The condition Blacks found themselves in during the 1980s
Editor’s note: This story is the sixth in a series looking at racial disparity in Michigan. This is also the first of a two-part look at how drugs became pervasive in Detroit in the mid-to-late 1980s.
The late 1980s and 1990s was a very tumultuous time in Detroit, also known as America’s Motor City. Drugs made an insidious entrance through rarely exposed means, and the social climate continued to change as more and more industrial jobs left the city.
In Rockin’ in Time: A Social History of Rock and Roll, David Szatmary, an American music historian, outlined the social and economic crisis faced by inner-city Blacks. Szatmary stated that, “By 1987, more than 34% of African American teens were unemployed, compared to 17% of white teens; more than 21% of African Americans between the ages of 20 and 24 could not find jobs, compared to less than 10% of their white counterparts.”
“Five years later, nearly 40% of African-American teens and 24% of African Americans in their early twenties found themselves on the unemployment rolls,” Szatmary continued.
Unfair housing, poor public transportation, and unfair hiring practices all contributed to the disproportionate Black unemployment rates.
The late 1980s and 1990s also saw an influx of drug activity in America’s major cities. Szatmary explains that the development of a new drug called crack began in 1974, which was a mixture of cocaine and ether.
“The drug became increasingly inexpensive when the U.S. Government under Ronald Reagan allowed military operatives to help Contra counter-revolutionaries in Nicaragua smuggle the drug int large American metropolitan areas in exchange for Contras cooperation in selling weapons to Iran,” Szatmary explained. “By the 1980s, crack had become an epidemic in the inner cities.”
“When a n***** sells drugs around here, he ain’t selling for no big thing, ’cause his family is starving, he’s starving, so he’s gotta make some kind of move to get what he can get, and I mean dope [crack] is the most popular and quickest way he can get money,” said OMB, a rapper from New York.

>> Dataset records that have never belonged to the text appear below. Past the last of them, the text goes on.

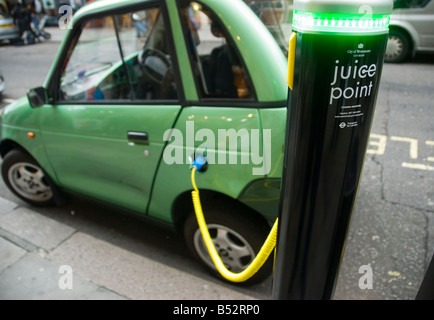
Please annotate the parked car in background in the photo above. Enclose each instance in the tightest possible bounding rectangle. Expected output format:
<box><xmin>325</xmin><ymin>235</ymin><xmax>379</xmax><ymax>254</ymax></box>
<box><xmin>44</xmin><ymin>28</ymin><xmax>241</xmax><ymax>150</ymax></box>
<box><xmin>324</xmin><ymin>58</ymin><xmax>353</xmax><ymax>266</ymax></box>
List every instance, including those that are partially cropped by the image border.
<box><xmin>0</xmin><ymin>9</ymin><xmax>20</xmax><ymax>41</ymax></box>
<box><xmin>385</xmin><ymin>0</ymin><xmax>434</xmax><ymax>63</ymax></box>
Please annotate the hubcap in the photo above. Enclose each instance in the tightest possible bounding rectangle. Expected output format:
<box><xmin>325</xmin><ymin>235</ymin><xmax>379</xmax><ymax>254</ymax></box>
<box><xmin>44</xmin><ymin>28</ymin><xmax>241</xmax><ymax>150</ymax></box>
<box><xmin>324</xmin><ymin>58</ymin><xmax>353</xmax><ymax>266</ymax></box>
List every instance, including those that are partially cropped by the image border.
<box><xmin>194</xmin><ymin>224</ymin><xmax>256</xmax><ymax>273</ymax></box>
<box><xmin>8</xmin><ymin>162</ymin><xmax>53</xmax><ymax>202</ymax></box>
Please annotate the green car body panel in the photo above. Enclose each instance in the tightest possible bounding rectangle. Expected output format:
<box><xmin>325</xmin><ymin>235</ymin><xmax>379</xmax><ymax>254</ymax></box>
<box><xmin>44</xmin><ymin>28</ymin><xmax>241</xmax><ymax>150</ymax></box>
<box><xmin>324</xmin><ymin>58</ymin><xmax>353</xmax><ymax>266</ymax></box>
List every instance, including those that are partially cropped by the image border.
<box><xmin>0</xmin><ymin>0</ymin><xmax>288</xmax><ymax>229</ymax></box>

Rap and Hip Hop began as an expression, a form of ballad about the plight and hardships faced by African Americans.
“Rap music arose from and helped shape the African-American desperation in the inner-cities, many times decrying poverty, drugs, and gang-inspired violence,” Szatmary said.
“We not living no American dream,” a rapper called Kam, said. “We in a nightmare. Like I said, this is hell for us. Anything else would be an improvement.”